A woman in northern England called police because she was afraid that characters from the augmented reality “Pokemon Go” game were trying to invade her property.
The unidentified caller’s bizarre complaint was one of 290 Pokemon-related incidents that police departments in the United Kingdom logged in July, the BBC reported.
Officers in Surrey broke up a mass brawl of 30 people after a Pokemon hunt turned violent, while a man in north Wales allegedly invited children to his home by saying “loads” of Pokemon were there.
In Manchester and London, criminals used the game to lure victims to specific locations and then stole their cell phones. Elsewhere, police caught Pokemon-chasing children trespassing on railway lines and drivers who stopped their vehicles haphazardly in a bid to snare the virtual creatures.
Cheshire Police Sgt. Neil Dewson-Smyth described the number of incidents as “worrying.”
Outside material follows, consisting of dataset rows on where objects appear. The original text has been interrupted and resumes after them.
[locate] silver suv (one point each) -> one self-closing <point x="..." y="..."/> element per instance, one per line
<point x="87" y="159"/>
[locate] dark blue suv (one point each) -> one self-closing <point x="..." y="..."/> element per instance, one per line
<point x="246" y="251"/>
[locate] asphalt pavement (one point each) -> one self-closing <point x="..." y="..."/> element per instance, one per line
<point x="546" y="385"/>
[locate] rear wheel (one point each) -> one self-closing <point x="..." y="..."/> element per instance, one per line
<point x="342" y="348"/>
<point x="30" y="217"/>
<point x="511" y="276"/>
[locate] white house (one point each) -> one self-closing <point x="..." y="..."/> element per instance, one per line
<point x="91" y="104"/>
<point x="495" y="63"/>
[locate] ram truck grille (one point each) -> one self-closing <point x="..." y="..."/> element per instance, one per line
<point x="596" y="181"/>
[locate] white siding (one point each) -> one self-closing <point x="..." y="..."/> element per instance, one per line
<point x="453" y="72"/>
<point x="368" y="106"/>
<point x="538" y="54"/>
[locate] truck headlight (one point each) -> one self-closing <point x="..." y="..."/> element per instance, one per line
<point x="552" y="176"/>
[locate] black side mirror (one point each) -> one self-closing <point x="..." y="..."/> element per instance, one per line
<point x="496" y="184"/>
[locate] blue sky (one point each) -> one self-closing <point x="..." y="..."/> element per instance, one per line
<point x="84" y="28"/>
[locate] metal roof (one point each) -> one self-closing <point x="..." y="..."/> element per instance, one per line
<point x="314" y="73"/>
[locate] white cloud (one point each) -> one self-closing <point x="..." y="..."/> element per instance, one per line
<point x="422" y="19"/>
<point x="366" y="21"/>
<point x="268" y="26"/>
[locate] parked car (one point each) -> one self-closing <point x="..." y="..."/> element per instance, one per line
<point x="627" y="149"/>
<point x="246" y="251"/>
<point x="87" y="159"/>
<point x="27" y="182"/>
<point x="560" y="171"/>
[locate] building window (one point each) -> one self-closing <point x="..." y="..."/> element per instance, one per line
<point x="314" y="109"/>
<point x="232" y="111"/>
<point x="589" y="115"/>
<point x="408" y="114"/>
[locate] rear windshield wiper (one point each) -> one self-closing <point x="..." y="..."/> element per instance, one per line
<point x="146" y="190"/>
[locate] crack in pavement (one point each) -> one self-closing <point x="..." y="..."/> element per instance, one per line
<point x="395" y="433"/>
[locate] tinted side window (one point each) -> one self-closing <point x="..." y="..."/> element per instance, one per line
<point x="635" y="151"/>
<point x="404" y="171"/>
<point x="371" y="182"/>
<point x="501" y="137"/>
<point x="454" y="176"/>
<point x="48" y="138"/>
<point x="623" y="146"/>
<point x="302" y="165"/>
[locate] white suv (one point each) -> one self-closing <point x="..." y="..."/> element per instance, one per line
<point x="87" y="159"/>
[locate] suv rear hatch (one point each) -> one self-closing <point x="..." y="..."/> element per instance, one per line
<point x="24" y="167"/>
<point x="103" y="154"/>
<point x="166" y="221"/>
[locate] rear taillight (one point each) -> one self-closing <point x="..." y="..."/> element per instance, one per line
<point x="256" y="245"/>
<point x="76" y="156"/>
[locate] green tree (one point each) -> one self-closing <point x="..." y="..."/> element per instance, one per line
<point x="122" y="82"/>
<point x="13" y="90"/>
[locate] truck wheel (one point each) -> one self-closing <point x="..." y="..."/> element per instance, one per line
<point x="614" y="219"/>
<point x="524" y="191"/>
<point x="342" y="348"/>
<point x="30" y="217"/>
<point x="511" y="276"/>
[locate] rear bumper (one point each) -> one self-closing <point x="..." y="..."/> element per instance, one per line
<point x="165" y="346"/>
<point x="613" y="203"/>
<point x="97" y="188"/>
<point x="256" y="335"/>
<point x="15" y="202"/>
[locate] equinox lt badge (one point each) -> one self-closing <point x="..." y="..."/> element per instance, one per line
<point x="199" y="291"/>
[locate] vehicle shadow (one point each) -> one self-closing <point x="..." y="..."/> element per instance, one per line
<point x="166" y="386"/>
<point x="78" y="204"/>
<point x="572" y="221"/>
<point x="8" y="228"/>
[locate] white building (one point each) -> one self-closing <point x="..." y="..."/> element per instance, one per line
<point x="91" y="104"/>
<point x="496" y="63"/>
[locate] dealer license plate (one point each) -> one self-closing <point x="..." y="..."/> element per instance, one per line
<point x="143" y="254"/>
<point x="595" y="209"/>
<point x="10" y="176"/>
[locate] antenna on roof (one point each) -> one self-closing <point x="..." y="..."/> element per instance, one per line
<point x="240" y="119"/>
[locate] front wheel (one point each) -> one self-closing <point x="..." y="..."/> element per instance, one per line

“It was out in America first and there seemed to have been a few problems there,” Dewson-Smyth told the BBC, which obtained the data via a Freedom of Information Act request.
“Nationally and internationally, I’m well aware of quite a few circumstances that have come up,” Dewson-Smyth added. “But for me, the key message is do not play it while driving. It’s a fun game, but play safe and don’t put lives at risk.”
The “Pokemon Go” game has become one of the world’s most popular downloaded apps, but it’s also generated dozens of headlines.
A Florida homeowner opened fire on two teens playing the game after mistaking them for burglars. In Japan, a truck driver playing while driving hit two women, killing one and injuring the other. Players also discovered a naked woman vandalizing a church statue and found a dead body while immersed in the game.